Fear. I wanted to visit Mexico without fear because everyone said "What are you crazy? Mexico is horrible, thousands of people are murdered there every year, bodies are dumped in shallow graves, heads cut off and rolled across dance floors.....seriously, are you crazy?"
Well, yes, I am. As a chubby older woman I figured the probability of rape had been greatly lessoned, and I don't do drugs, buy drugs, or frequent bars. More than likely I would have an uneventful trip.

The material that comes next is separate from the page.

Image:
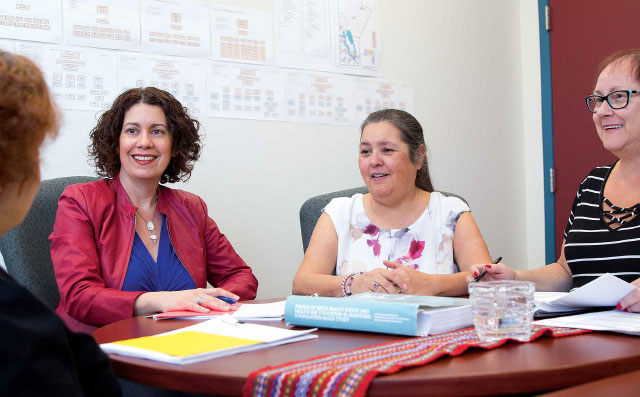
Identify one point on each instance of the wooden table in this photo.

Second day in San Cristobal, Chiapas, I went with the young woman who lived upstairs and her friend for an evening of bar hopping. We stopped at an ATM and I got 3,000 pesos. We spent the evening drinking and eating at outdoor patio bars, then went to a disco, and finally a restaurant. We met up with a number of their friends, mostly teachers at the college, and finally at about 1:00 am, I bowed out as they all went off to yet another bar. I got a taxi and told the driver my address on Callejon Don Bosco. The night was pitch dark, moonless with few streetlights, overcast and a bit foggy. Suddenly the driver turned off the main road that I knew, down a dark street. I panicked. The entire predicament appeared in my mind in a flash: I'm in a cab with a big burly man, there are 3000 pesos in my pocket, nobody in the world has any idea where I am in this country where people disappear and are murdered all the time, and the man is taking me down a dark forbidding street. I almost screamed at him in Spanish, "Where are you going?" He was startled and replied "This is Don Bosco!!" Then I realized he'd only heard a little of the address. It was late at night, he was probably as tired as I was. It still took a minute or two to calm down. We straightened out the problem, and unbeknownst to me, there were three streets in the area with Don Bosco in the name. I apologized to him when he took me right to my door. He was a decent man, who was almost as frightened by my unaccustomed outburst as I was by his unexpected action.
Anywhere else, I wouldn't have panicked as quickly, but all those horrible news reports, and the temerity of my friends giving me dire warnings set me up. Fear is a powerful thing.